Elder Law

Long-Term Care Planning is another aspect of estate planning, focusing primarily on the needs of families and individuals as they age. Issues of aging include senior housing and home care, long-term (or nursing home) care, guardianships and health care documents, Medicare and Medicaid.

Long-Term Care Planning

In order to develop a long-term care plan that will actually work, it is vital that we work collaboratively with you, your family, and your advisors to design a long-term care strategy that addresses your specific situation. All of this strategy needs to be done before any preparation of the legal instruments necessary to carry out your long-term care objectives.

The attorneys at Cornerstone Law Services can help you and your family create a plan that may prevent the loss of life savings to long-term care expenses. Often these plans involve the use of trusts, expansive powers of attorney for financial and health care decisions, and other important legal documents.

Our Long-Term Care Planning Process

At Cornerstone Law Services, we have a process that ensures your long-term care planning objectives are met. We begin with a careful review and analysis of your current situation, and then recommend strategies that can meet your long-term care goals.

Long-term care planning services we often provide include:
  • Legal planning for long-term care
  • Medicaid planning
  • Comprehensive estate planning
  • Special needs trusts for loved ones with a disability
  • Disability planning documents
  • Counsel regarding guardianships
Three ways to pay for Long-Term Care
  • Long-Term Care Insurance. If your family member is fortunate enough to have this type of coverage, it may go a long way towards paying the cost of a home health aid, assisted living facility or nursing home. Unfortunately, most people do not have this type of insurance or the coverage is inadequate.
  • Self Pay. Many people are forced to pay for the cost of long-term care out of their own pocket. At the rate of $3,500 to $7,000 per month, savings can be depleted quickly.
  • Medicaid. Medicaid is the largest payer of long-term care services. Medicaid is a federally and state funded needs-based benefit that will provide for various types of long-term care. The rules for coverage and eligibility change frequently. Upon qualification, Medicaid will pay for long-term care in a nursing home and Medicaid-approved prescription medications. Medicaid may also pay for long-term care for Alzheimer’s and Parkinson’s patients.
Can you structure your assets so that you qualify for Medicaid?

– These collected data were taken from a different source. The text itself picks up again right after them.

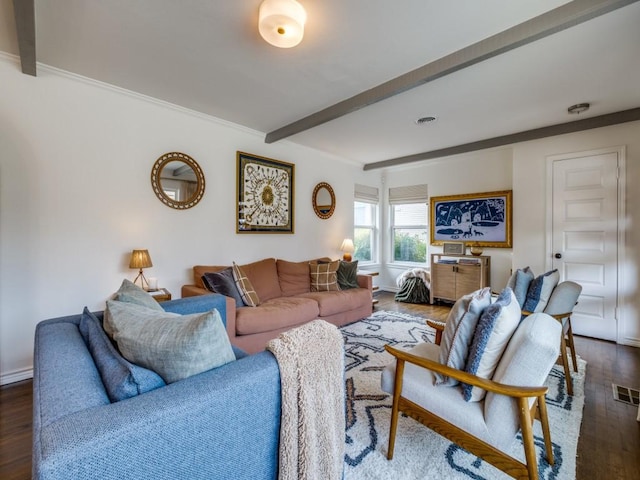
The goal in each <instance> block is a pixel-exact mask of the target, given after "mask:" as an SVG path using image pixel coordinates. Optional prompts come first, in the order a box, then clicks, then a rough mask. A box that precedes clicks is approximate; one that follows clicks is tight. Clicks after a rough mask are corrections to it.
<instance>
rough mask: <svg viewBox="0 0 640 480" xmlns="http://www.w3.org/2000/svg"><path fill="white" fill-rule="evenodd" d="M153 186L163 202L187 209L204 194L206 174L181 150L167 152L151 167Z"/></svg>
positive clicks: (197, 202)
mask: <svg viewBox="0 0 640 480" xmlns="http://www.w3.org/2000/svg"><path fill="white" fill-rule="evenodd" d="M151 186H152V187H153V191H154V192H155V194H156V196H157V197H158V198H159V199H160V201H161V202H162V203H164V204H165V205H167V206H168V207H171V208H176V209H178V210H186V209H187V208H191V207H193V206H195V205H196V204H197V203H198V202H199V201H200V200H201V199H202V196H203V195H204V174H203V173H202V170H201V169H200V165H198V163H197V162H196V161H195V160H194V159H193V158H191V157H190V156H189V155H185V154H184V153H180V152H171V153H165V154H164V155H162V156H161V157H160V158H158V160H156V163H154V164H153V168H152V169H151Z"/></svg>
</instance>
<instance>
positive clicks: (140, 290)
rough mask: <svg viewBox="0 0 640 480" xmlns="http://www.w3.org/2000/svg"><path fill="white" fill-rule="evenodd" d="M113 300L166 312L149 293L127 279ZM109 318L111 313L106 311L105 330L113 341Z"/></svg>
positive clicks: (104, 313) (115, 295)
mask: <svg viewBox="0 0 640 480" xmlns="http://www.w3.org/2000/svg"><path fill="white" fill-rule="evenodd" d="M112 298H113V300H118V301H119V302H126V303H133V304H135V305H142V306H143V307H147V308H150V309H152V310H158V311H159V312H162V311H164V310H163V309H162V307H161V306H160V304H159V303H158V302H156V300H155V299H154V298H153V297H152V296H151V295H149V293H148V292H145V291H144V290H143V289H142V288H140V287H139V286H138V285H136V284H135V283H133V282H132V281H130V280H127V279H126V278H125V279H124V280H123V281H122V285H120V288H119V289H118V291H117V292H116V293H115V294H114V295H113V297H112ZM108 317H109V311H108V310H105V312H104V318H105V322H104V330H105V332H107V335H108V336H109V338H111V339H113V331H112V330H111V328H110V327H109V326H110V323H109V322H107V321H106V320H107V318H108Z"/></svg>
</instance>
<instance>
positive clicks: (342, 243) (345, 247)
mask: <svg viewBox="0 0 640 480" xmlns="http://www.w3.org/2000/svg"><path fill="white" fill-rule="evenodd" d="M340 250H342V251H343V252H344V255H342V259H343V260H344V261H345V262H350V261H351V254H352V253H353V252H354V251H355V248H354V246H353V240H351V239H350V238H345V239H344V240H343V241H342V245H340Z"/></svg>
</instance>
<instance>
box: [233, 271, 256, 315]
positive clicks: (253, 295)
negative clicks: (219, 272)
mask: <svg viewBox="0 0 640 480" xmlns="http://www.w3.org/2000/svg"><path fill="white" fill-rule="evenodd" d="M231 268H232V272H233V279H234V281H235V282H236V287H237V288H238V292H239V293H240V296H241V297H242V300H243V302H244V303H245V305H247V306H249V307H257V306H258V305H260V298H258V294H257V293H256V290H255V288H253V285H252V284H251V281H250V280H249V277H247V276H246V275H245V273H244V271H243V270H242V268H240V267H239V266H238V265H237V264H236V262H233V266H232V267H231Z"/></svg>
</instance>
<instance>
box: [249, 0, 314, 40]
mask: <svg viewBox="0 0 640 480" xmlns="http://www.w3.org/2000/svg"><path fill="white" fill-rule="evenodd" d="M306 21H307V12H305V10H304V8H303V7H302V5H300V4H299V3H298V2H296V0H264V1H263V2H262V3H261V4H260V11H259V14H258V30H259V31H260V35H262V38H264V39H265V41H266V42H267V43H270V44H271V45H273V46H275V47H279V48H291V47H295V46H296V45H298V44H299V43H300V42H301V41H302V37H303V36H304V24H305V22H306Z"/></svg>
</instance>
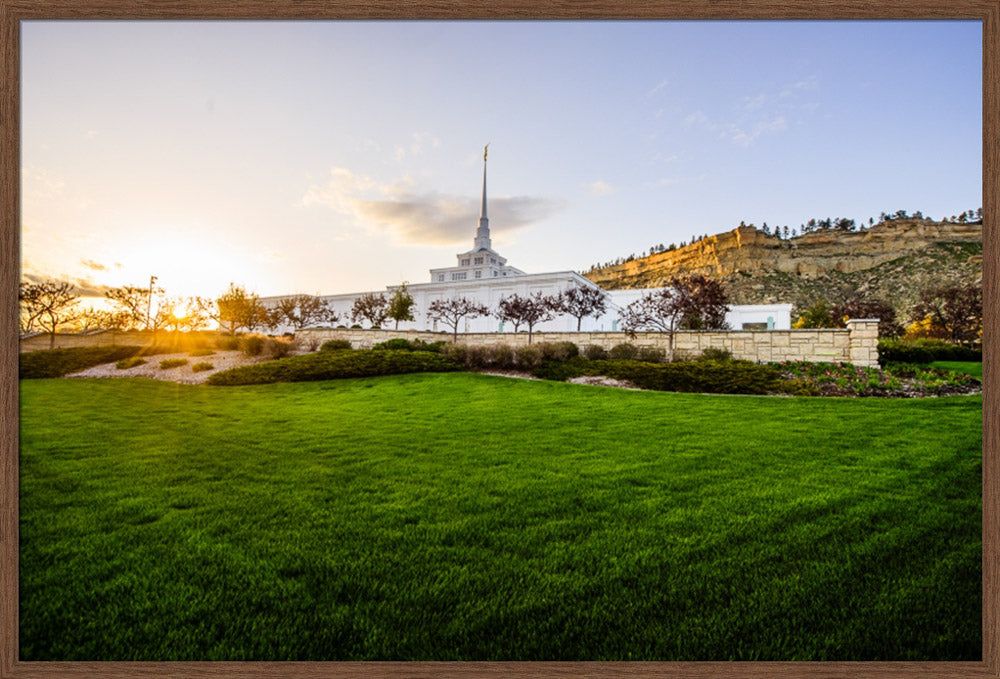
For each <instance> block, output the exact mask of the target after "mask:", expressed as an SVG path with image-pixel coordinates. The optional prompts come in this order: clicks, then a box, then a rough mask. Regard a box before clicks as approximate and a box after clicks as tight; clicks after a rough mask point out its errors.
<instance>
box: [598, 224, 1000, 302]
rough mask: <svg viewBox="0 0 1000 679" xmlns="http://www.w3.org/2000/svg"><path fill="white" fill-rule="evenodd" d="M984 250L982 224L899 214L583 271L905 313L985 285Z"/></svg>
mask: <svg viewBox="0 0 1000 679" xmlns="http://www.w3.org/2000/svg"><path fill="white" fill-rule="evenodd" d="M982 252H983V225H982V223H981V222H976V223H967V224H957V223H953V222H933V221H929V220H923V219H896V220H891V221H886V222H884V223H882V224H879V225H876V226H873V227H871V228H870V229H866V230H864V231H858V232H846V231H834V230H822V231H813V232H811V233H807V234H804V235H801V236H798V237H796V238H792V239H788V240H784V239H780V238H777V237H776V236H771V235H767V234H764V233H763V232H762V231H760V230H758V229H756V228H755V227H752V226H751V227H739V228H736V229H733V230H732V231H727V232H724V233H720V234H716V235H715V236H709V237H707V238H702V239H701V240H699V241H697V242H695V243H692V244H691V245H687V246H685V247H682V248H678V249H676V250H671V251H668V252H661V253H657V254H653V255H650V256H648V257H642V258H638V259H634V260H632V261H629V262H625V263H623V264H618V265H615V266H609V267H603V268H599V269H594V270H592V271H588V272H586V273H585V274H584V275H585V276H586V277H587V278H589V279H590V280H592V281H593V282H595V283H597V284H598V285H600V286H602V287H604V288H606V289H619V288H647V287H657V286H661V285H663V284H664V283H665V282H666V281H667V279H669V278H670V277H671V276H678V275H685V274H693V273H700V274H705V275H708V276H712V277H714V278H719V279H721V280H722V281H723V282H724V283H725V284H726V290H727V292H728V294H729V297H730V300H731V301H732V302H733V303H734V304H760V303H767V302H792V303H793V304H795V311H794V312H793V313H799V312H800V311H801V310H802V309H804V308H806V307H808V306H809V305H810V304H812V303H813V302H815V301H816V300H818V299H827V300H830V301H837V300H839V299H841V298H844V297H849V296H852V294H853V293H854V292H855V291H857V292H858V293H861V294H863V295H864V296H866V297H871V298H876V299H882V300H884V301H886V302H888V303H889V304H891V305H892V306H893V307H895V308H896V310H897V312H898V313H900V314H901V315H902V316H903V317H907V316H908V310H909V307H910V306H911V305H912V304H913V303H914V302H915V301H916V300H917V297H918V295H919V293H920V290H922V289H924V288H926V287H931V286H940V285H945V284H950V283H969V282H981V281H982V275H983V264H982Z"/></svg>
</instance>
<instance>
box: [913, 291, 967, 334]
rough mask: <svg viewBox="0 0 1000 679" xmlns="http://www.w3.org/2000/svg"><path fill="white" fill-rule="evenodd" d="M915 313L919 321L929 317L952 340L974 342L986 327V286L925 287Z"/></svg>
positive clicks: (933, 326)
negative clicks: (933, 287)
mask: <svg viewBox="0 0 1000 679" xmlns="http://www.w3.org/2000/svg"><path fill="white" fill-rule="evenodd" d="M912 315H913V320H915V321H919V320H923V319H929V320H930V324H931V328H932V329H936V330H938V331H940V332H942V334H945V335H946V336H947V337H948V338H949V339H951V341H952V342H956V343H961V344H971V343H973V342H975V341H976V340H977V339H978V338H979V335H980V333H981V332H982V329H983V288H982V286H979V285H956V286H952V287H943V288H937V289H928V290H924V291H922V292H921V293H920V301H919V302H918V303H917V304H916V305H914V307H913V310H912Z"/></svg>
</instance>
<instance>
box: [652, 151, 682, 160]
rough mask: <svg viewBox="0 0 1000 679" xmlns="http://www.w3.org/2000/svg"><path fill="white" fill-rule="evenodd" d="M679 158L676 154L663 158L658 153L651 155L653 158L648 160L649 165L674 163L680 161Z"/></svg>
mask: <svg viewBox="0 0 1000 679" xmlns="http://www.w3.org/2000/svg"><path fill="white" fill-rule="evenodd" d="M680 159H681V157H680V156H679V155H677V154H676V153H671V154H670V155H669V156H665V155H663V154H662V153H660V152H659V151H657V152H656V153H654V154H653V157H652V158H650V159H649V162H650V163H675V162H677V161H678V160H680Z"/></svg>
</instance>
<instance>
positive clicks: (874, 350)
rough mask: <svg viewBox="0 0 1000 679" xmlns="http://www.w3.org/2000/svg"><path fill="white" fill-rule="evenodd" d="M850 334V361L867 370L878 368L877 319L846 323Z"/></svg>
mask: <svg viewBox="0 0 1000 679" xmlns="http://www.w3.org/2000/svg"><path fill="white" fill-rule="evenodd" d="M847 330H848V332H849V333H850V338H851V346H850V353H849V356H850V361H851V363H853V364H854V365H858V366H864V367H868V368H877V367H878V319H877V318H852V319H849V320H848V321H847Z"/></svg>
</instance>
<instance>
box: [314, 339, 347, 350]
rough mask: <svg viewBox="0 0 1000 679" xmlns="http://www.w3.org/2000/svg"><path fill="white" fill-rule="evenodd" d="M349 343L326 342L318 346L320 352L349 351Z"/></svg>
mask: <svg viewBox="0 0 1000 679" xmlns="http://www.w3.org/2000/svg"><path fill="white" fill-rule="evenodd" d="M350 348H351V343H350V342H349V341H348V340H327V341H325V342H323V344H321V345H320V347H319V350H320V351H344V350H345V349H350Z"/></svg>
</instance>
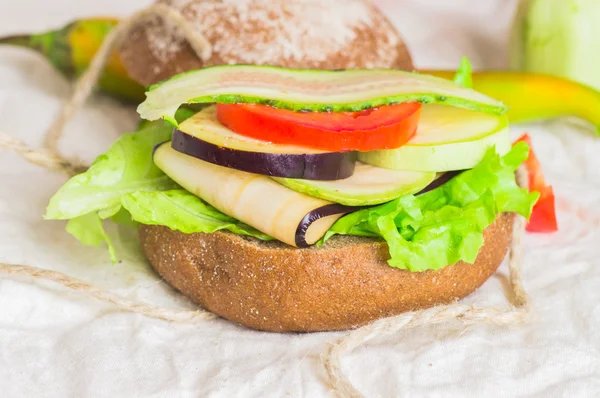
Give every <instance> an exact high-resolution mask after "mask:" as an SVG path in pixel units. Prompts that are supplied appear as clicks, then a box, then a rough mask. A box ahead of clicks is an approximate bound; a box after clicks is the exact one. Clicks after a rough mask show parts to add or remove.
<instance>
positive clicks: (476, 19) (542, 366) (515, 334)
mask: <svg viewBox="0 0 600 398" xmlns="http://www.w3.org/2000/svg"><path fill="white" fill-rule="evenodd" d="M381 3H385V4H386V6H387V8H388V9H389V10H392V9H393V8H401V11H397V10H396V11H394V13H393V14H391V18H392V19H393V20H394V21H396V22H397V23H398V25H399V28H400V30H401V32H402V33H403V35H404V36H405V37H406V38H407V41H408V43H409V46H410V47H411V49H412V51H413V53H414V55H415V59H416V63H417V65H418V66H422V67H430V66H446V67H454V66H455V65H456V63H457V61H458V59H459V58H460V56H461V55H464V54H466V55H469V56H470V57H471V59H472V60H473V61H474V63H475V64H476V65H478V66H501V65H502V64H503V60H504V56H505V53H506V47H505V43H506V35H507V30H506V29H507V27H508V26H509V24H510V22H509V21H510V13H511V4H514V2H512V1H502V0H498V1H492V0H485V1H466V0H456V1H443V0H440V1H437V2H436V1H431V0H429V1H423V0H412V1H408V0H407V1H394V0H382V1H381ZM144 4H147V1H142V0H135V1H134V0H128V1H122V0H103V1H93V0H85V1H84V0H78V1H71V0H44V1H42V0H19V1H14V0H0V34H8V33H17V32H21V31H30V30H43V29H46V28H52V27H56V26H59V25H61V24H63V23H64V22H67V21H68V20H71V19H73V18H76V17H80V16H91V15H98V14H104V15H125V14H127V13H129V12H131V11H132V10H134V9H136V8H138V7H141V6H143V5H144ZM394 6H396V7H394ZM390 12H391V11H390ZM68 92H69V85H68V84H67V82H65V81H64V80H63V79H62V78H61V77H60V76H58V74H57V73H55V72H54V71H53V70H52V68H51V67H50V66H48V65H47V64H46V63H45V62H44V61H42V59H41V58H40V57H38V56H36V55H34V54H31V53H29V52H26V51H22V50H17V49H8V48H0V131H5V132H10V133H12V134H14V135H16V136H18V137H19V138H21V139H23V140H25V141H26V142H28V143H29V144H32V145H39V144H41V137H42V135H43V133H44V130H45V129H46V128H47V126H48V124H49V123H50V122H51V120H52V119H53V117H54V116H55V114H56V112H57V110H58V109H59V106H60V104H61V102H62V101H63V100H64V99H65V98H66V96H67V94H68ZM135 121H136V118H135V114H134V113H133V112H132V111H131V110H129V109H124V108H122V107H119V106H118V105H117V104H115V103H113V102H111V101H109V100H106V99H94V100H92V101H91V102H90V104H89V105H88V107H87V108H86V110H85V111H84V112H82V113H81V114H79V115H77V118H76V120H75V122H74V123H72V124H71V125H70V126H69V128H68V134H67V137H66V140H65V141H66V143H65V145H64V146H63V147H64V149H65V152H68V153H72V154H75V153H77V154H80V155H81V156H83V157H85V158H88V159H89V158H91V157H93V156H94V155H96V154H98V153H100V152H102V151H103V150H104V149H105V148H106V147H107V146H108V145H109V144H110V142H111V141H112V140H114V138H115V137H116V136H117V135H118V134H119V133H121V132H124V131H127V130H130V129H131V128H132V127H133V126H134V124H135ZM524 129H527V130H528V131H530V132H532V134H533V137H534V145H535V148H536V149H537V151H538V152H539V156H540V157H541V159H542V161H543V164H544V167H545V170H546V174H547V178H548V180H549V181H550V182H551V183H552V184H554V186H555V191H556V193H557V196H558V210H559V222H560V224H561V232H559V233H558V234H555V235H552V236H534V235H529V236H528V237H527V239H526V240H525V245H526V257H525V271H524V279H525V284H526V287H527V289H528V290H529V292H530V293H531V294H532V296H533V298H534V310H535V312H536V315H537V317H536V320H535V321H534V322H532V323H531V324H529V325H527V326H524V327H517V328H512V329H504V328H496V327H487V328H474V329H471V330H468V331H466V332H465V331H463V330H462V329H448V328H447V327H439V328H434V329H421V330H413V331H409V332H405V333H401V334H399V335H396V336H385V337H381V338H378V339H375V340H373V341H372V342H370V343H369V344H367V345H366V346H364V347H362V348H360V349H358V350H357V351H355V352H354V353H352V354H350V355H347V356H346V357H345V358H344V360H343V368H344V369H345V370H346V371H348V372H349V374H350V376H351V378H352V380H353V381H354V382H355V383H356V385H357V386H358V388H359V389H360V390H361V391H362V392H364V393H365V394H366V395H368V396H374V397H390V396H431V397H435V396H465V397H471V396H473V397H476V396H482V395H484V394H485V395H488V396H498V397H512V396H535V397H562V396H569V397H572V396H580V397H585V396H589V397H591V396H599V393H600V332H599V330H600V304H599V303H600V260H599V255H600V245H599V242H600V233H599V230H600V210H599V209H598V205H600V157H599V156H598V153H600V139H598V138H593V136H592V135H591V134H590V133H589V132H586V131H585V130H582V129H576V128H574V127H573V126H570V125H568V124H566V123H565V122H556V123H552V124H546V125H543V126H517V127H516V128H515V135H516V134H518V133H520V132H522V131H523V130H524ZM63 182H64V178H63V177H62V176H60V175H57V174H53V173H51V172H48V171H46V170H43V169H40V168H38V167H35V166H32V165H29V164H26V163H25V162H24V161H22V160H21V159H19V158H18V157H17V156H15V155H12V154H8V153H6V152H0V261H4V262H11V263H22V264H29V265H36V266H40V267H45V268H51V269H56V270H60V271H63V272H67V273H69V274H71V275H74V276H77V277H80V278H82V279H85V280H89V281H92V282H93V283H95V284H97V285H99V286H101V287H103V288H105V289H107V290H110V291H113V292H117V293H119V294H121V295H123V296H126V297H128V298H131V299H136V300H144V301H147V302H151V303H155V304H160V305H170V306H173V307H177V308H193V307H192V306H191V305H190V304H189V303H188V302H187V301H186V300H185V299H183V298H181V297H179V296H178V295H176V294H174V293H173V291H172V290H171V289H170V288H169V287H168V286H166V285H165V284H164V283H162V282H160V281H158V279H157V278H156V277H155V276H154V274H152V273H151V272H150V270H149V269H148V266H147V265H146V264H145V263H144V261H143V258H142V256H141V254H140V252H139V250H138V248H137V246H136V241H135V236H132V235H131V234H129V233H127V232H125V231H116V230H112V232H113V233H115V234H120V235H121V239H117V242H118V247H117V248H118V249H119V252H120V253H121V257H122V258H123V262H122V263H121V264H118V265H116V266H111V265H109V262H108V259H107V254H106V252H105V250H104V249H95V248H88V247H83V246H81V245H79V244H78V243H77V242H75V241H74V240H73V239H72V238H71V237H70V236H69V235H67V233H66V232H64V224H63V223H61V222H44V221H42V219H41V216H42V214H43V213H44V208H45V205H46V202H47V200H48V198H49V197H50V196H51V195H52V194H53V193H54V192H55V190H56V189H57V188H58V187H59V186H60V185H61V184H62V183H63ZM506 275H507V270H506V268H505V267H503V268H502V269H501V271H500V272H499V273H498V274H497V275H496V276H494V277H493V278H491V279H490V281H489V282H488V283H486V284H485V285H484V287H483V288H482V289H481V290H480V291H479V292H477V293H476V294H475V295H473V296H471V297H470V298H469V299H468V300H467V301H468V302H473V303H477V304H478V305H486V304H501V303H504V301H505V298H504V289H505V286H506ZM337 336H339V334H331V333H330V334H312V335H275V334H267V333H259V332H253V331H249V330H245V329H243V328H241V327H236V326H233V325H231V324H230V323H228V322H226V321H223V320H217V321H211V322H209V323H206V324H200V325H196V326H182V325H175V324H169V323H166V322H162V321H158V320H153V319H148V318H145V317H142V316H138V315H133V314H129V313H123V312H120V311H117V310H115V309H114V308H113V307H110V306H107V305H103V304H99V303H97V302H96V301H94V300H92V299H89V298H87V297H85V296H82V295H80V294H77V293H74V292H71V291H68V290H66V289H63V288H60V287H57V286H55V285H52V284H46V283H31V282H29V281H27V280H7V279H0V396H2V397H4V396H6V397H25V396H27V397H37V396H53V397H84V396H94V397H141V396H156V397H163V396H164V397H166V396H169V397H178V396H181V397H196V396H211V397H235V396H239V397H282V396H285V397H320V396H326V391H325V390H324V388H323V387H322V384H321V380H322V378H323V377H324V374H323V372H322V370H321V367H320V364H319V361H318V356H319V354H320V353H321V352H322V351H323V350H324V349H325V347H326V343H327V342H328V341H330V340H332V339H334V338H335V337H337Z"/></svg>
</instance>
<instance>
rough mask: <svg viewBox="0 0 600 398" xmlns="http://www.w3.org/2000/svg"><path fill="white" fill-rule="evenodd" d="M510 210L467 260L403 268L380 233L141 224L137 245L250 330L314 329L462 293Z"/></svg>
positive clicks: (453, 299) (479, 285)
mask: <svg viewBox="0 0 600 398" xmlns="http://www.w3.org/2000/svg"><path fill="white" fill-rule="evenodd" d="M512 220H513V216H512V215H511V214H502V215H500V216H499V217H498V218H497V219H496V221H495V223H494V224H492V225H491V226H490V227H488V228H487V230H486V231H485V232H484V239H485V244H484V246H483V247H482V248H481V250H480V252H479V255H478V256H477V259H476V261H475V263H474V264H467V263H464V262H460V263H457V264H455V265H452V266H448V267H446V268H443V269H441V270H439V271H426V272H421V273H416V272H408V271H403V270H399V269H396V268H392V267H390V266H389V265H387V263H386V261H387V259H388V258H389V254H388V248H387V245H386V244H385V243H384V242H382V241H377V240H372V239H367V238H357V237H336V238H333V239H332V240H331V241H329V242H328V243H327V244H326V245H324V246H322V247H312V248H309V249H295V248H291V247H289V246H286V245H284V244H281V243H277V242H261V241H258V240H256V239H252V238H244V237H241V236H238V235H233V234H230V233H221V232H219V233H214V234H192V235H186V234H183V233H180V232H174V231H172V230H170V229H168V228H165V227H158V226H147V225H144V226H142V227H141V229H140V236H141V243H142V248H143V250H144V251H145V253H146V256H147V257H148V259H149V260H150V263H151V264H152V266H153V267H154V268H155V269H156V271H157V272H158V273H159V274H160V275H161V276H162V277H163V278H164V279H165V280H166V281H167V282H168V283H170V284H171V285H172V286H174V287H175V288H176V289H178V290H179V291H181V292H182V293H183V294H185V295H186V296H188V297H190V298H191V299H192V300H193V301H194V302H196V303H197V304H199V305H201V306H203V307H204V308H206V309H208V310H209V311H212V312H214V313H216V314H218V315H220V316H222V317H224V318H227V319H229V320H231V321H233V322H237V323H240V324H242V325H245V326H248V327H250V328H253V329H259V330H265V331H273V332H314V331H325V330H343V329H349V328H355V327H358V326H361V325H363V324H366V323H368V322H371V321H374V320H376V319H379V318H383V317H388V316H392V315H396V314H400V313H402V312H405V311H410V310H416V309H421V308H426V307H431V306H434V305H437V304H444V303H449V302H451V301H454V300H456V299H460V298H462V297H465V296H466V295H468V294H470V293H471V292H473V291H474V290H475V289H477V288H478V287H479V286H481V284H483V283H484V282H485V281H486V280H487V279H488V278H489V277H490V276H491V275H492V274H493V273H494V272H495V271H496V269H497V268H498V266H499V265H500V263H501V262H502V261H503V259H504V257H505V255H506V252H507V250H508V247H509V244H510V241H511V235H512Z"/></svg>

Unfortunately, the overwhelming majority of nursing home residents enter a facility on a private basis and only later turn to the Medicaid program for coverage. Many spend themselves into poverty event though, through appropriate planning, they could have qualified for Medicaid sooner and preserved their assets for their family.

In order to be eligible for Medicaid payment of nursing home bills, the recipient must be a U.S. Citizen or legal U.S. resident alien, meet specific income and resource limits and need nursing home placement and custodial care.

Many people think they will not qualify for Medicaid because they have too many assets or too much income. While the Medicaid rules are complicated, a simple rule is that a person owning over $2,000 of countable assets will not qualify. But don’t make a hasty judgment before learning all the facts! By restructuring your assets and diverting your income to special types of trusts, you may qualify now, or much sooner than you expect. With the help of an experienced attorney, you may be able to transform your assets so that you or a family member may qualify for Medicaid before your need for long-term care arises.

The importance of planning early

Many of the planning strategies that are available for asset protection in long-term care planning work only if the plan has been in place for at least five years. For those who are at the nursing home doorstep, it is not too late to plan at all, but it may be too late to implement all the savings strategies.

No one likes to think about the possibility of their own disability or the disability of a loved one. However, statistics show that everyone should plan for at least a temporary disability. By planning ahead for disability, you will have the comfort of knowing that, if the day comes for you or a loved one, you will be prepared.